When he removed some of his code modernization workflows from his LLM processes and instead did them manually, he saw much lower costs.
You need to take a deep, hard look at your own pipeline and reflect on whether an LLM makes sense or not. That is where the answer lies for most small companies.
Conclusion
Today, 20 June, 11:00 PM PST
Looking back, the learnings are pretty clear. It’s a bunch of small, practical decisions: loading only the context we needed, writing better prompts, batching requests, and sometimes just using simpler tools instead of defaulting to an LLM.
If I had to do it again, I’d start planning for this earlier. As Nikhil put it, it’s almost funny how you need more people thinking ahead to avoid wasting money later.

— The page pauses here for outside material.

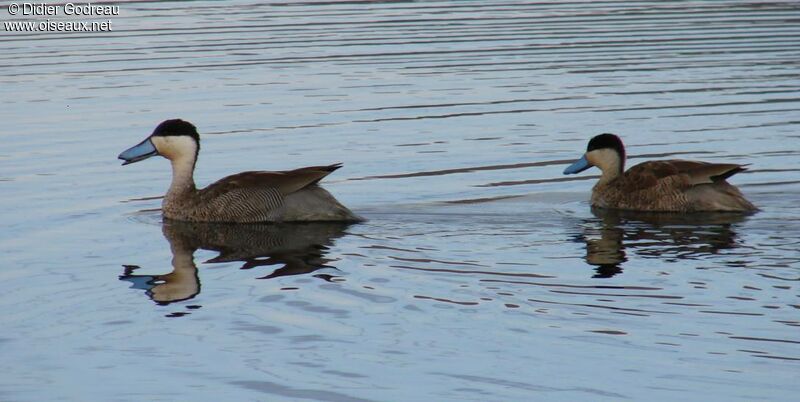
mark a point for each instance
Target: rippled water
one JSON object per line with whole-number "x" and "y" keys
{"x": 482, "y": 273}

And if you’re in the same spot, don’t feel like you have to build every piece yourself. Supermemory ended up saving us a lot of time and cost. Their context extender alone reduced our usage by over a third, and it was easy to plug into our stack.
Hope this log helps you avoid some of the trial and error and keep your costs under control as you scale.
Disclaimer: I, the developer, am fake. The log of a developer working at an AI startup is a creative structure we undertook for experimentation and engagement. All the content and experts, and their opinions are real, though.